In the first minutes of Day Two in Vienna, Khrushchev had turned what might have been a personal exchange about family matters into a boast about his country’s superior resource base. He did not ask about the president’s upbringing, about which he knew quite enough. Impatiently, he suggested they move on to the day’s purpose: discussing Berlin and its future.

In its edition of that morning, the London
Times
had quoted a British diplomat on his concerns about the Vienna Summit. “We hope the lad will be able to get out of the bear cage without being too badly mauled,” he had said. And Khrushchev had come out at the beginning of the second day with his claws bared. Despite progress their delegations had made overnight on Laos, he was unwilling to seize upon the issue as an example of how the two sides could reduce tensions.

U.S. and Soviet foreign secretaries and their staffs had reached agreement that they would accept a neutral Laos. It was a concession that could be politically costly to Khrushchev, as it would be opposed by the Chinese, the North Vietnamese, and the Pathet Lao, the Laotian communist movement. Instead of embracing Kennedy over the accord, however, Khrushchev accused him of “megalomania and delusions of grandeur” for insisting that the U.S. would continue to safeguard its commitments in Asia.

Beyond that, Khrushchev resisted all of Kennedy’s efforts to steer talks toward nuclear test ban issues. He rejected the president’s logic that only an overall improvement of relations could open the way to an eventual Berlin settlement. For Khrushchev, Berlin had to come first.

Pushing for the test ban, Kennedy drew upon a Chinese proverb: “A journey of a thousand miles begins with one step.”

“You seem to know the Chinese very well,” Khrushchev said.

“We may both get to know them better,” responded Kennedy.

Khrushchev smiled. “I know them well enough now,” he said. It was an unusual slip for the Soviet, a brief glimpse into his frustration with Mao.

However, the Soviets would doctor the final transcript, which would be provided to Beijing, adding another sentence that Khrushchev actually had never said to Kennedy: “China is our neighbor, our friend, and our ally.”

The most important exchange of the summit began with a Khrushchev warning. The Soviet leader prefaced his statement by saying Moscow had waited as long as it could for a Berlin solution. He said the position he was about to outline regarding Berlin would “affect the relations between our two countries to a great extent and even more so if the U.S. were to misunderstand the Soviet position.”
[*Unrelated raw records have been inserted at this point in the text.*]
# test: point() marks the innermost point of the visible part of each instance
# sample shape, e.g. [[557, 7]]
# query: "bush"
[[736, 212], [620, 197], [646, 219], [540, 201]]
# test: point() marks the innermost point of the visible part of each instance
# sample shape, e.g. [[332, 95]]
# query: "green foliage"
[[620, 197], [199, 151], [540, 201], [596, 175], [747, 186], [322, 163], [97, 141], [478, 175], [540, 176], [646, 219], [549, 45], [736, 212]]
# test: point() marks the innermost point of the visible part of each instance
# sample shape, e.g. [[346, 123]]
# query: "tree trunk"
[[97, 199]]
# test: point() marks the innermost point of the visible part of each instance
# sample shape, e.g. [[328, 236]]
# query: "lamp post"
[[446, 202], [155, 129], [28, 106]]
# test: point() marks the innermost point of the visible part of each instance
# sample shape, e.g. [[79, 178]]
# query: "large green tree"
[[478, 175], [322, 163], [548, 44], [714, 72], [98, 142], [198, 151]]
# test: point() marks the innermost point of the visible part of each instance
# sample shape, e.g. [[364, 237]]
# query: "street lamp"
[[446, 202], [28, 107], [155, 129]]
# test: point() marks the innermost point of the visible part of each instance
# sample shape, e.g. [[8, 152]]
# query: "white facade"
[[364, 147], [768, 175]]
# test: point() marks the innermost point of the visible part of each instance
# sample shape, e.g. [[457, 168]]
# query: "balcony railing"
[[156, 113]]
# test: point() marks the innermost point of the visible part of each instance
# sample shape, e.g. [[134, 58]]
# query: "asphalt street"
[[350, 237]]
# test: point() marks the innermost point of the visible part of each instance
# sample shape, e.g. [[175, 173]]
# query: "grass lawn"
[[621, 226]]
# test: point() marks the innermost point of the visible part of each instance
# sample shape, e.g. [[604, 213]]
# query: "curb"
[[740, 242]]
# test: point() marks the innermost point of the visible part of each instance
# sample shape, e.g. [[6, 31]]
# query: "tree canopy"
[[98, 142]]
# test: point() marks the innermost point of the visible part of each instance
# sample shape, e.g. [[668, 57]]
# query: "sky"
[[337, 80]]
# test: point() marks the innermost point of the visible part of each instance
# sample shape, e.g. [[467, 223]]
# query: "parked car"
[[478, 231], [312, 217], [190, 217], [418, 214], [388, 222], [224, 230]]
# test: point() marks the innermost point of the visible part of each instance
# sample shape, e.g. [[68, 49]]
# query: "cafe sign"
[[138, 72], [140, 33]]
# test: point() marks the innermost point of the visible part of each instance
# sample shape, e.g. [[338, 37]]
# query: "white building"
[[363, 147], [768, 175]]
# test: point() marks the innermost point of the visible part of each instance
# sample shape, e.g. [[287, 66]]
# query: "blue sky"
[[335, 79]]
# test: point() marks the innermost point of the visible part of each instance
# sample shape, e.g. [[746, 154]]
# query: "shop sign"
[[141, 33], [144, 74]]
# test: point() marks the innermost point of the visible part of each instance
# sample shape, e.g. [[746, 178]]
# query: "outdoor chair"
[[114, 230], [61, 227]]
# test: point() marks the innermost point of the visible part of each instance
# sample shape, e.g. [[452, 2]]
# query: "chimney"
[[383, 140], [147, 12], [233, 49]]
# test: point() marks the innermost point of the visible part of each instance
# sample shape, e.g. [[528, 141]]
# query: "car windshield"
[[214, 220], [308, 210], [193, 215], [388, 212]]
At that point, both men’s advisers sat forward, knowing that everything else had been foreplay for this moment. “Sixteen years have passed since World War II,” said Khrushchev. “The USSR lost twenty million people in that war and much of its territory was devastated. Now Germany, the country which unleashed World War II, has again acquired military power and has assumed a predominant position in NATO. Its generals hold high offices in that organization. This constitutes a threat of World War III, which would be even more devastating than World War II.”

For that reason, he told Kennedy, Moscow refused to tolerate any further delay regarding Berlin, because only West German militarists would gain from it. He said German unification was not a practical possibility and that even Germans didn’t want it. So the Soviets would begin to act from the “actual state of affairs, namely, that two German States exist.”

Khrushchev told Kennedy that it was his preference to reach agreement personally with
him
on a war-ending treaty that would alter Berlin’s status. If that wasn’t possible, however, he would act alone and end all postwar commitments made by the Soviets. He said thereafter West Berlin would be a “free city” where U.S. troops could remain, but only coexisting with Soviet troops. The Soviets would then join the U.S. in ensuring “what the West
calls
West Berlin’s freedom.” Moscow would also be “agreeable” to the presence of neutral troops or UN guarantees.